Billy Bland (April 5, 1932, Wilmington, North Carolina – March 22, 2017, New York City) was an American R&B singer and songwriter.

Bland, the youngest of 19 children, first sang professionally in 1947 in New York City, and sang with a group called The Bees in the 1950s on New Orleans‘s Imperial Records. In 1954, “Toy Bell” by the group caused some unrest by veering into the dirty blues genre. Dave Bartholomew brought them to New Orleans, where they recorded a song he had written and recorded twice before: firstly in 1952 for King Records as “My Ding-a-Ling,” and later that year for Imperial as “Little Girl Sing Ting-A-Ling.” Bland later pursued a solo career.

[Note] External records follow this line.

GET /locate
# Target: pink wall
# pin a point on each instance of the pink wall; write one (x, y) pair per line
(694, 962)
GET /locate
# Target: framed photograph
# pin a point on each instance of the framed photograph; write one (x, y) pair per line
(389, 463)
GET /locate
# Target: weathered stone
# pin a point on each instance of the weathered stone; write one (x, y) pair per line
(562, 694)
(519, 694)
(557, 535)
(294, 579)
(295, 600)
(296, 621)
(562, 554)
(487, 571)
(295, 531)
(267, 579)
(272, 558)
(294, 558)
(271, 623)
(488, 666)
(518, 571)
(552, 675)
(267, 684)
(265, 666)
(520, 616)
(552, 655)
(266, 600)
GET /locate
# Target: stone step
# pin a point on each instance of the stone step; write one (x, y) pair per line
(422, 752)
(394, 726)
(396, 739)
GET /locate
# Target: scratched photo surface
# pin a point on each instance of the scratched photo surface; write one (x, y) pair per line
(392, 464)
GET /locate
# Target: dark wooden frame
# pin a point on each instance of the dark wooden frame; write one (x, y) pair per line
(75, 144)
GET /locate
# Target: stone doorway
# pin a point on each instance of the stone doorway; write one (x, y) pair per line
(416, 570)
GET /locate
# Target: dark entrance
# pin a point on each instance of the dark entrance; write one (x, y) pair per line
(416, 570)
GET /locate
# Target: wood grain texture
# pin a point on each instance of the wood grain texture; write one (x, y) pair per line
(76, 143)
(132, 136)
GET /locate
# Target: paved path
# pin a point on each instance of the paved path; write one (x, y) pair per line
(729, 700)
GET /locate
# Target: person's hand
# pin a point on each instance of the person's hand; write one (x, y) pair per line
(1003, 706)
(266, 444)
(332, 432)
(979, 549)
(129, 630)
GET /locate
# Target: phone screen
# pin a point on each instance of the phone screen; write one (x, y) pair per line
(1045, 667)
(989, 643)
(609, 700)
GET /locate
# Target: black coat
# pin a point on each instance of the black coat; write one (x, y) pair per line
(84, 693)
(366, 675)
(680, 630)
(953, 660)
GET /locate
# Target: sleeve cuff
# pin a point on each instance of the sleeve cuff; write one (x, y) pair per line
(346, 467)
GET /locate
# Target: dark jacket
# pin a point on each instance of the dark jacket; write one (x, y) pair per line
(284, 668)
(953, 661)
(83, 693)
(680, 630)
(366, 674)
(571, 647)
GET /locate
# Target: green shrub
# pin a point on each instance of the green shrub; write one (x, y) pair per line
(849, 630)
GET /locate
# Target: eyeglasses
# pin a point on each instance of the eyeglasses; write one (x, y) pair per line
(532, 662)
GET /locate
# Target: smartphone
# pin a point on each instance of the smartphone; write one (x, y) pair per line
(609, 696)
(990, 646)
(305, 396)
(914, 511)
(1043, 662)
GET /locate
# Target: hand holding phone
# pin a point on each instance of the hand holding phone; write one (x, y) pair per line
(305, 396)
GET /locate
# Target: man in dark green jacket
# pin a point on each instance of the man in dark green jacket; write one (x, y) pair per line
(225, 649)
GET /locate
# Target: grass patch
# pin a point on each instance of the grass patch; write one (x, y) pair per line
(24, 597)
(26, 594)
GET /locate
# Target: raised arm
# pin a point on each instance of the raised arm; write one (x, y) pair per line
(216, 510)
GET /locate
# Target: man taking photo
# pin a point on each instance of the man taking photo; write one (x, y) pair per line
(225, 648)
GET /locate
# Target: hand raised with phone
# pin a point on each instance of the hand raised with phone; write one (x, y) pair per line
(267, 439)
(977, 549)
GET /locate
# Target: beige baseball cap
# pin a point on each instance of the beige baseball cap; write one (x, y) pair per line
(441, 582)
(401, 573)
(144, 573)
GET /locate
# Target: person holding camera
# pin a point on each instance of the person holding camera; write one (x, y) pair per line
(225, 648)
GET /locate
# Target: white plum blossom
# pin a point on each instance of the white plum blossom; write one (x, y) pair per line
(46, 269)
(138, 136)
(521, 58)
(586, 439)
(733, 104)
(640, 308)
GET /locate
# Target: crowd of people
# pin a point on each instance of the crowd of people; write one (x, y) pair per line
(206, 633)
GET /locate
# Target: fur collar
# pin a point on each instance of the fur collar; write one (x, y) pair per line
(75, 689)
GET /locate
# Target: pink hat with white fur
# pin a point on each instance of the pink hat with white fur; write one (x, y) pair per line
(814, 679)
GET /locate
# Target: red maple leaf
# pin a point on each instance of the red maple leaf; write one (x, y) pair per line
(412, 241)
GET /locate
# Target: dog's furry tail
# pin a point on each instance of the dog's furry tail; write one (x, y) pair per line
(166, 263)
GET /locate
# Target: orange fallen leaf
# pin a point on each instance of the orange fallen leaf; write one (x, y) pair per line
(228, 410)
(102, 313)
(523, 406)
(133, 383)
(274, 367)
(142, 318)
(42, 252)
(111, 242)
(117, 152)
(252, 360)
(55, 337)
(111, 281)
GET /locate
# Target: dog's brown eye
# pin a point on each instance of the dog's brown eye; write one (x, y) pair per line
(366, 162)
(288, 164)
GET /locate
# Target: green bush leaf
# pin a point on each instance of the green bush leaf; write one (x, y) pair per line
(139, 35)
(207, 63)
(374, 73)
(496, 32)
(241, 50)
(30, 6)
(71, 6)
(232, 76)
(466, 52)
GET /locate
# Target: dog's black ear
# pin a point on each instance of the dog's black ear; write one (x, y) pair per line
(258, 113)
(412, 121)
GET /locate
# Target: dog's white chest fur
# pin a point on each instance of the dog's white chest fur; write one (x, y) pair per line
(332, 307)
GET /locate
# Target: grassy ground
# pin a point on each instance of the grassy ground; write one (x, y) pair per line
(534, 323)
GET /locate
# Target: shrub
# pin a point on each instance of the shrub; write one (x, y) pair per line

In 1960, Bland heard Titus Turner recording the song “Let the Little Girl Dance” in the studio, and demonstrated for Turner how to sing it (along with guitarist Mickey Baker and other session musicians). The event was recorded by record producer Henry Glover, and was eventually released as a single. The tune was a hit in the US, peaking at number 11 on the US Billboard R&B chart. and number 7 on the Billboard Hot 100. Bland had two other minor hits that year, “Harmony” (U.S. Hot 100 number 91) and “You Were Born to Be Loved” (U.S. Hot 100 number 94). He recorded until 1963 for Old Town, and then quit the music industry. In the 1980s, he ran a soul food restaurant in Harlem.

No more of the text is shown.